Gold is money and nothing else.
Heavy duty, man. Nice job. You agree with Chanos that China is in a bubble that is designed to burst. I would say the most telling evidence that they anticipate the bubble bursting in a 12-18 month time frame is the fact that the oligarchs finally caved and just gave big investors the right to trade on margin and to utilize alternative strategies, such as shorting. They are going to bet against themselves to hedge the crash and concentrate wealth for the aftermath.
I've lived in China for years, there isn't anyone in this place who knows what's going on or knows what the government is doing, least of all the government. One high ranking official said recently that when he wanted to get some idea of the domestic situation, he had to leave the country to find out. Every bureaucracy is islolated from the next, as are the vertical levels within agencies. To understand China is to understand undirected, perpetual chaos that that is held together through illusion, but for how long?
What's this talking point going around now about "balancing or re-balancing" the global economy?
The global economy has never been "balanced." If it had been or was, there would be no money being made anywhere.
Wealth is created because of imbalances - demands vs. supplies.
This article deserves a read, if nothing else it provokes some thinking about the impact China and the world has on each other. When it comes to China, this phrase is always useful: "It is less than what you hope, but more than what you expect." No one actually has the full picture, and most are "guesstimating" if at all. The proverbial blind men describing the elephant comes to mind.
The article paints China in a stage of homogeneous development, hence if the bust occurred - which is likely - the whole of China is deeply impacted like the developed nations (aka the West and Japan). However, as shown in the US, the current financial crisis is impacting different regions differently. Similarly, it will also be the same for China. After all, the developed eastern provinces has about 400 million people as compared to about 900 million inland, so an impact on them (who are more vocal) would reduce them to the level of their inland compatriots.

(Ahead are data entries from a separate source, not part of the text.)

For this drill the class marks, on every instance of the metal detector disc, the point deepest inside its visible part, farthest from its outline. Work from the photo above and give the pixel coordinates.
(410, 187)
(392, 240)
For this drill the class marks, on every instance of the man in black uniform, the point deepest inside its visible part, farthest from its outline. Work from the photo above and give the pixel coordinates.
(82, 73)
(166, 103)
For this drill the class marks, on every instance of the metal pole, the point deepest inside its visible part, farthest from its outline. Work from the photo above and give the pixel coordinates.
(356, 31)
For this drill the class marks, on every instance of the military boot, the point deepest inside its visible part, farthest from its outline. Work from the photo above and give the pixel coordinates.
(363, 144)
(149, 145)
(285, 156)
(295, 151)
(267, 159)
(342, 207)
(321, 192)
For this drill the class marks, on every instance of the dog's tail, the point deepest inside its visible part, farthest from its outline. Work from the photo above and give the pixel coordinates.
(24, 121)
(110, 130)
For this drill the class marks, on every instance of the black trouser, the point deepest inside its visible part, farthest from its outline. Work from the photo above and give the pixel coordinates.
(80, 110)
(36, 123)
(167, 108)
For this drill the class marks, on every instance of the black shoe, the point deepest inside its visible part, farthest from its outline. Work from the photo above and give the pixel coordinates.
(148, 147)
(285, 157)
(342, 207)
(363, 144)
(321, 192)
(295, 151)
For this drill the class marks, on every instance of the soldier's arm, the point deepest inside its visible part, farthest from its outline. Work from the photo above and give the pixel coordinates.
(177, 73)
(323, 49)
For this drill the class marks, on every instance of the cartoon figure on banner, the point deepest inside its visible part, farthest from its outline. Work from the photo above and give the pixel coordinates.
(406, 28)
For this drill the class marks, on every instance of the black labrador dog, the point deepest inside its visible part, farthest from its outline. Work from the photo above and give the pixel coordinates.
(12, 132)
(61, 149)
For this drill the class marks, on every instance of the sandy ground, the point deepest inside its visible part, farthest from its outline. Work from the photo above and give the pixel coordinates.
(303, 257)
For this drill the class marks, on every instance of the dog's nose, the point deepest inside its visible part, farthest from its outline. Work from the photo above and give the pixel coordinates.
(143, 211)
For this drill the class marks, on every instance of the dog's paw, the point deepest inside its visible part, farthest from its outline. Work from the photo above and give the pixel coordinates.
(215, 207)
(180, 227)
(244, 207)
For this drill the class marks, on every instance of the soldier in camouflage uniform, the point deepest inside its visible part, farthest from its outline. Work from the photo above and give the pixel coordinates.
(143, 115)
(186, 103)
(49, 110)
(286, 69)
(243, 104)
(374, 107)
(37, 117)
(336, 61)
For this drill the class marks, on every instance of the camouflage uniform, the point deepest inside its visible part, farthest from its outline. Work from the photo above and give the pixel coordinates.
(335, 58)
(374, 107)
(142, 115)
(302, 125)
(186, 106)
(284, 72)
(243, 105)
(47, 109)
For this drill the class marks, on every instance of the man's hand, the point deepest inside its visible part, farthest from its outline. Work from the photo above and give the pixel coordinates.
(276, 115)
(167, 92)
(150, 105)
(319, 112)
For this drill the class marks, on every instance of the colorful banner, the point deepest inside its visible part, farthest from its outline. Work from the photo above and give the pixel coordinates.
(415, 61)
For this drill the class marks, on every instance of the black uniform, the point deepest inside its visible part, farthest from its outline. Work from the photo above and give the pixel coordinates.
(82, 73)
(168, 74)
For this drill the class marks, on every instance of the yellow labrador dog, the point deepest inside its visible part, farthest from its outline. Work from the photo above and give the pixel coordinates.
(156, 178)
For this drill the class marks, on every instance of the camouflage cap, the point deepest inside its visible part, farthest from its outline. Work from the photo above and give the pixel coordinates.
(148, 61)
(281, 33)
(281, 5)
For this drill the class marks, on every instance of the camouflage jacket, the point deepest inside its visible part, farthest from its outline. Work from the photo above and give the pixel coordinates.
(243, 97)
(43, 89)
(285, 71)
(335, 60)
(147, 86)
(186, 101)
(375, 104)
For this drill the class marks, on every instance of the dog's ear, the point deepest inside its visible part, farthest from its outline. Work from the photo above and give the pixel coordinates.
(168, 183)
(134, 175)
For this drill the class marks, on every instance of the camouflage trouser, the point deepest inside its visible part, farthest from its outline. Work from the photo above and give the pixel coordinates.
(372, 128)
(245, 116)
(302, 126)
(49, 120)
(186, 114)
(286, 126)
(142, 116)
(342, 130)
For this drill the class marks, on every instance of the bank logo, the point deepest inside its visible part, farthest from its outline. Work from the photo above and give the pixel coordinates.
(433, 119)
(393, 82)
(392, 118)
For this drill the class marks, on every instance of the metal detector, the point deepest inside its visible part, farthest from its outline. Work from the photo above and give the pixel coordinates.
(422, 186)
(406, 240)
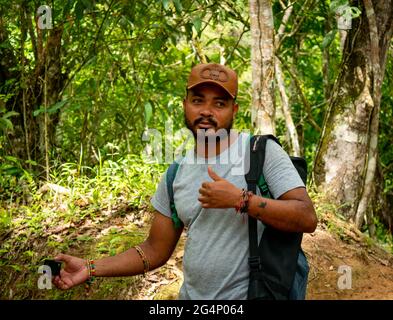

The Chinese would either adapt or for those with means, emigrate abroad. This brings another consideration that those who wish doom for China rarely consider, imagine one-tenth of the 400 million coming over to the developed world.
The best thing to happen is for China to slowly cool down their heating economy, incrementally adjust their FX and consumption patterns. Sudden dislocations, as proven in history, tend to make people do irrational things and the last thing that the world needs is for the hardliner faction to take power.
As for the assertion that gold is useless, reading this makes one's head spin. Gold, as a metal, can be fashioned into anything that other metals perform. In fact, it would be superior in its malleablity, corrosion-resistance and conductivity to almost all metals. However, due to its rarity, our predecessors naturally kept it apart from everyday use. Hence, it was elevated to use as jewelry. It always amuses and saddens me that people nowadays confuse between the aim (precious metal gold) and the use (jewelry), thinking that it is because gold is useless that is why it is used as jewelry.
Perhaps this thinking is emblematic of today's times with the 3 witches in Shakespeare's Macbeth saying it best: "When fair is foul, and foul is fair."